Just 130 or so families and their businesses provided more than half the money raised through June by Republican candidates and their super PACs.“
Finally, the New York Times article answered its own question, of whether the country was in a new Gilded Age or well beyond it — to a Platinum Age and stated:
The intensifying reliance on big money in politics mirrors the concentration of American wealth more broadly.
In an era when a tiny fraction of the country’s population has accumulated a huge proportion of its wealth, the rich have also been empowered by the Supreme Court’s Citizens United decision and other regulatory changes to spend more on elections.
To peruse the top donors in presidential politics is to take a cross section of the wealthiest 1 percent of Americans.
It then on and outlined who they were; 67 are billionaires or married to one, some inherited wealth, others self-made: “shy investors who earned billions in high-frequency trading, oilmen made rich by the fracking boom, and entrepreneurs whose bets in the health care industry have made them both wealthy and politically connected.”
These are the people who get to choose who runs for president in America.

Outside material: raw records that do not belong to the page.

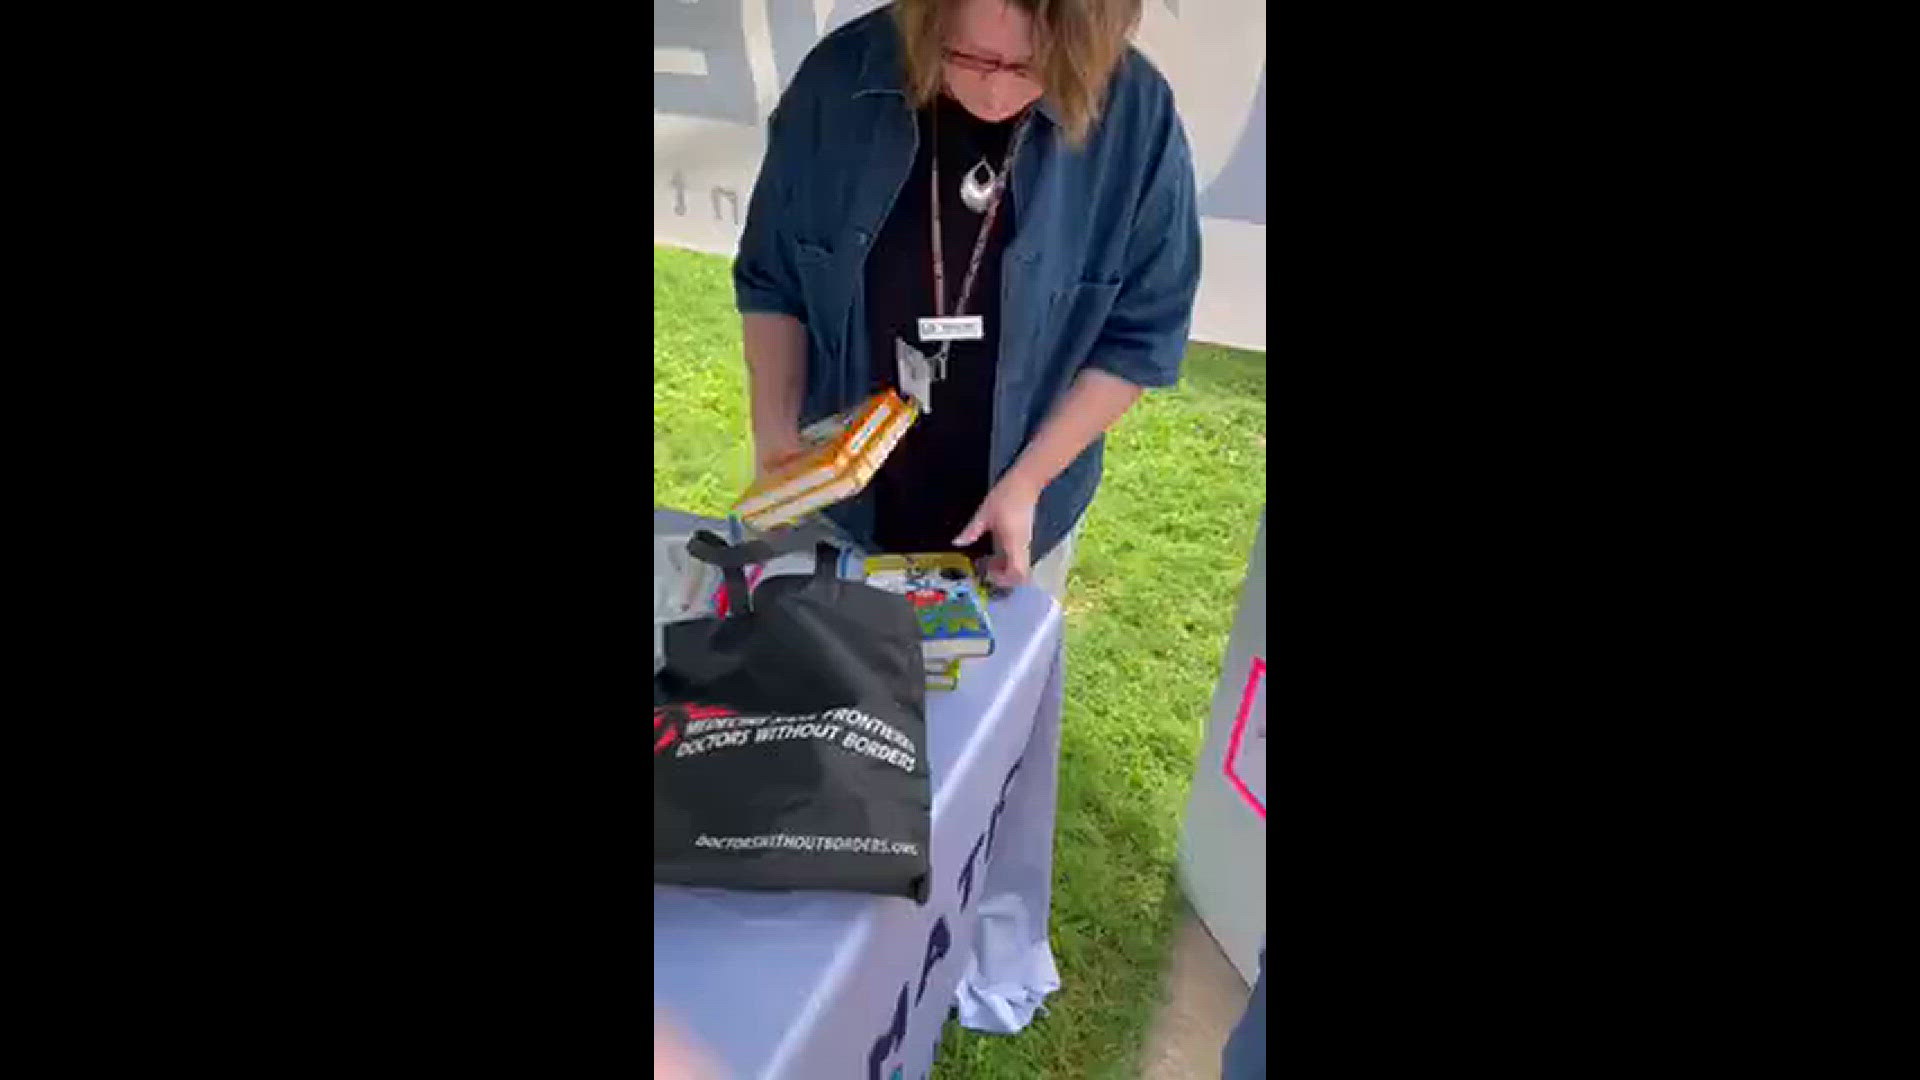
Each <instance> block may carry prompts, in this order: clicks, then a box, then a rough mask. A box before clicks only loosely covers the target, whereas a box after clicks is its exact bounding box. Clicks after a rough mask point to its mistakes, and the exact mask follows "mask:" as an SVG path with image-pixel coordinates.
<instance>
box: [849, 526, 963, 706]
mask: <svg viewBox="0 0 1920 1080" xmlns="http://www.w3.org/2000/svg"><path fill="white" fill-rule="evenodd" d="M866 584H870V586H874V588H883V590H887V592H897V594H900V596H904V598H906V600H908V601H910V603H912V605H914V615H916V617H918V619H920V646H922V653H924V655H925V665H927V690H954V688H958V686H960V665H962V661H968V659H975V657H983V655H993V623H991V621H989V619H987V598H985V594H983V592H981V588H979V580H977V578H975V577H973V563H972V559H968V557H966V555H962V553H958V552H941V553H927V555H874V557H870V559H868V561H866Z"/></svg>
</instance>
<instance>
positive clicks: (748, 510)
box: [733, 388, 920, 528]
mask: <svg viewBox="0 0 1920 1080" xmlns="http://www.w3.org/2000/svg"><path fill="white" fill-rule="evenodd" d="M918 415H920V413H918V409H916V407H914V405H910V404H908V402H902V400H900V396H899V394H895V392H893V390H891V388H889V390H881V392H879V394H876V396H872V398H868V400H866V402H864V404H862V405H860V407H856V409H849V411H845V413H839V415H833V417H828V419H824V421H820V423H816V425H812V427H808V429H806V430H803V432H801V440H803V442H804V444H806V446H808V450H806V452H804V454H801V457H799V459H795V461H793V463H789V465H785V467H783V469H780V471H778V473H774V475H772V477H768V479H766V482H755V484H753V486H749V488H747V492H745V494H743V496H741V498H739V502H737V503H733V513H735V515H737V517H739V519H741V521H743V523H745V525H749V527H753V528H772V527H776V525H783V523H789V521H795V519H801V517H804V515H806V513H810V511H816V509H820V507H824V505H833V503H837V502H841V500H847V498H852V496H856V494H858V492H860V490H862V488H866V482H868V480H872V479H874V473H877V471H879V467H881V463H885V461H887V455H889V454H893V448H895V446H897V444H899V442H900V436H902V434H906V429H910V427H914V419H916V417H918Z"/></svg>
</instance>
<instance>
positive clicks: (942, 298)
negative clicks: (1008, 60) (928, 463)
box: [931, 102, 1027, 357]
mask: <svg viewBox="0 0 1920 1080" xmlns="http://www.w3.org/2000/svg"><path fill="white" fill-rule="evenodd" d="M1025 133H1027V119H1025V117H1021V119H1020V125H1018V127H1014V138H1012V140H1010V142H1008V146H1006V160H1004V161H1000V175H998V177H995V184H993V196H989V198H987V221H983V223H981V225H979V238H977V240H973V256H972V258H970V259H968V263H966V277H964V279H962V281H960V298H958V300H954V315H966V302H968V298H972V296H973V277H975V275H977V273H979V258H981V256H983V254H985V252H987V236H989V234H991V233H993V219H995V217H996V215H998V213H1000V196H1002V194H1006V190H1008V188H1010V186H1014V156H1016V154H1020V138H1021V136H1023V135H1025ZM931 188H933V317H935V319H945V317H947V258H945V254H943V250H941V104H939V102H935V104H933V184H931ZM950 344H952V342H941V357H945V356H947V346H950Z"/></svg>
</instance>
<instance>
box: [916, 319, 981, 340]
mask: <svg viewBox="0 0 1920 1080" xmlns="http://www.w3.org/2000/svg"><path fill="white" fill-rule="evenodd" d="M985 336H987V317H985V315H947V317H945V319H922V321H920V340H924V342H977V340H981V338H985Z"/></svg>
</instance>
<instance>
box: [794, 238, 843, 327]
mask: <svg viewBox="0 0 1920 1080" xmlns="http://www.w3.org/2000/svg"><path fill="white" fill-rule="evenodd" d="M793 269H795V271H797V273H799V277H801V296H803V298H804V300H806V325H808V329H812V331H814V332H816V334H822V336H824V340H826V344H837V340H839V332H841V329H843V323H845V319H847V304H849V302H851V300H852V298H851V294H849V284H851V279H849V275H847V267H845V265H843V259H839V258H837V256H835V254H833V250H831V248H828V246H826V244H820V242H814V240H795V242H793Z"/></svg>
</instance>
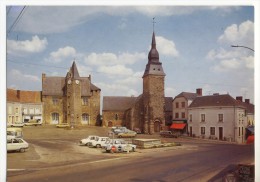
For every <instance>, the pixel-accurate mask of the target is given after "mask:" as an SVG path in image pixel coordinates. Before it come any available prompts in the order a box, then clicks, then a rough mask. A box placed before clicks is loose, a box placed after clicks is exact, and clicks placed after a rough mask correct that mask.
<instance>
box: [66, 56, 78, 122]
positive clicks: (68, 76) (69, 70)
mask: <svg viewBox="0 0 260 182" xmlns="http://www.w3.org/2000/svg"><path fill="white" fill-rule="evenodd" d="M66 92H67V93H66V99H65V100H64V101H65V104H64V106H65V107H66V108H64V110H65V113H66V116H65V117H66V118H65V120H67V121H68V123H69V124H70V126H71V127H74V126H75V125H80V124H81V115H82V112H81V110H82V109H81V81H80V76H79V72H78V69H77V66H76V63H75V61H74V62H73V64H72V66H71V68H70V70H69V72H68V73H67V76H66Z"/></svg>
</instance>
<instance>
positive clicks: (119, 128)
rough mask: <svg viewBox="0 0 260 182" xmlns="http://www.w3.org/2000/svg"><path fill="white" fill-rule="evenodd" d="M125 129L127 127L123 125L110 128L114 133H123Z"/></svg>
mask: <svg viewBox="0 0 260 182" xmlns="http://www.w3.org/2000/svg"><path fill="white" fill-rule="evenodd" d="M126 131H127V128H126V127H124V126H118V127H115V128H112V132H114V133H115V134H116V135H117V134H118V133H124V132H126Z"/></svg>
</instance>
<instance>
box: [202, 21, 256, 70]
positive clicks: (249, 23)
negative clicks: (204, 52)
mask: <svg viewBox="0 0 260 182" xmlns="http://www.w3.org/2000/svg"><path fill="white" fill-rule="evenodd" d="M218 42H219V43H220V44H221V45H222V44H223V45H225V46H226V45H228V46H229V49H227V48H226V49H224V48H221V47H220V48H219V49H216V50H215V49H214V50H211V51H209V52H208V54H207V56H206V57H207V59H210V60H212V61H215V65H214V66H213V70H215V71H230V70H238V69H243V68H247V69H254V57H253V56H252V55H250V54H252V53H253V52H252V51H250V50H248V49H245V48H240V47H238V48H237V47H231V45H242V46H247V47H251V48H253V46H254V23H253V22H251V21H245V22H242V23H241V24H240V25H236V24H233V25H230V26H228V27H227V28H226V29H225V30H224V33H223V34H222V35H221V36H219V38H218Z"/></svg>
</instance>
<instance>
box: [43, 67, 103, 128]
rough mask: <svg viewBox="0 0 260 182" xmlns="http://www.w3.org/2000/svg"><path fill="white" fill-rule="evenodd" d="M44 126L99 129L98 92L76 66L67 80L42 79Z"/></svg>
mask: <svg viewBox="0 0 260 182" xmlns="http://www.w3.org/2000/svg"><path fill="white" fill-rule="evenodd" d="M42 88H43V92H42V95H43V96H42V99H43V103H44V116H45V123H46V124H62V123H68V124H70V125H71V126H72V127H74V126H77V125H100V123H101V121H100V92H101V90H100V89H99V88H98V87H96V86H95V85H93V84H92V83H91V77H90V76H89V77H80V76H79V73H78V70H77V66H76V63H75V62H73V64H72V67H71V68H70V70H69V72H68V73H67V75H66V77H46V75H45V74H43V75H42Z"/></svg>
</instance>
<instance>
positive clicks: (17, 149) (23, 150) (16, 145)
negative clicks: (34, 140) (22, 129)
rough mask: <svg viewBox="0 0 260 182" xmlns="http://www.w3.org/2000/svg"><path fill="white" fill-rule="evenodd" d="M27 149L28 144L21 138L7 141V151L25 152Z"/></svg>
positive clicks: (24, 140) (14, 138) (27, 147)
mask: <svg viewBox="0 0 260 182" xmlns="http://www.w3.org/2000/svg"><path fill="white" fill-rule="evenodd" d="M28 148H29V144H28V143H27V142H26V141H25V140H23V139H21V138H13V139H9V140H7V151H20V152H25V150H26V149H28Z"/></svg>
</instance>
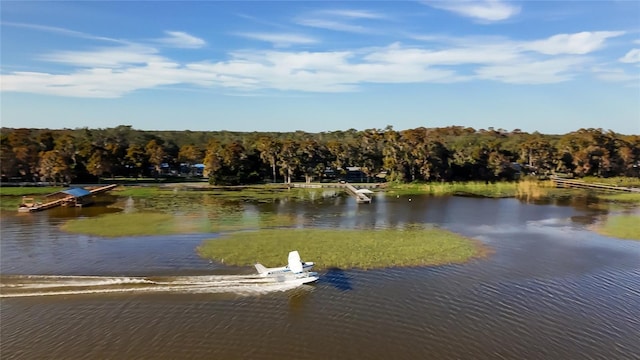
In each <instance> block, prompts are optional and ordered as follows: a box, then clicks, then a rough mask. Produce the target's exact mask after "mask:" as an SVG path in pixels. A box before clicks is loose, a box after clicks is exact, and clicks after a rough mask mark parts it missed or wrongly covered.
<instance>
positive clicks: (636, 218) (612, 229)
mask: <svg viewBox="0 0 640 360" xmlns="http://www.w3.org/2000/svg"><path fill="white" fill-rule="evenodd" d="M595 230H596V232H598V233H599V234H602V235H605V236H611V237H616V238H620V239H629V240H640V215H611V216H609V217H607V219H606V221H605V222H604V223H603V224H601V225H599V226H596V227H595Z"/></svg>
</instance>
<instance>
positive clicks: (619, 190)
mask: <svg viewBox="0 0 640 360" xmlns="http://www.w3.org/2000/svg"><path fill="white" fill-rule="evenodd" d="M551 180H553V182H554V183H555V185H556V187H561V188H579V189H595V190H606V191H625V192H640V188H632V187H624V186H613V185H607V184H597V183H588V182H585V181H582V180H574V179H563V178H559V177H552V178H551Z"/></svg>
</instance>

Pity those poor Cubans, in their third-world sham elections. What they need is a little doze of American democracy. Yes, back to John Kerry. Here is more of what he said:
“We remain convinced that the people of Cuba would be best served by a genuine democracy where people are free to choose their leaders, express their ideas and practice their faith, where the commitment to economic and social justice is realized more fully; where institutions are answerable to those they serve; and where civil society is independent and allowed to flourish.”
Sounds nice, doesn’t it? Too bad it doesn’t work that way back here in the good ol’ US of A.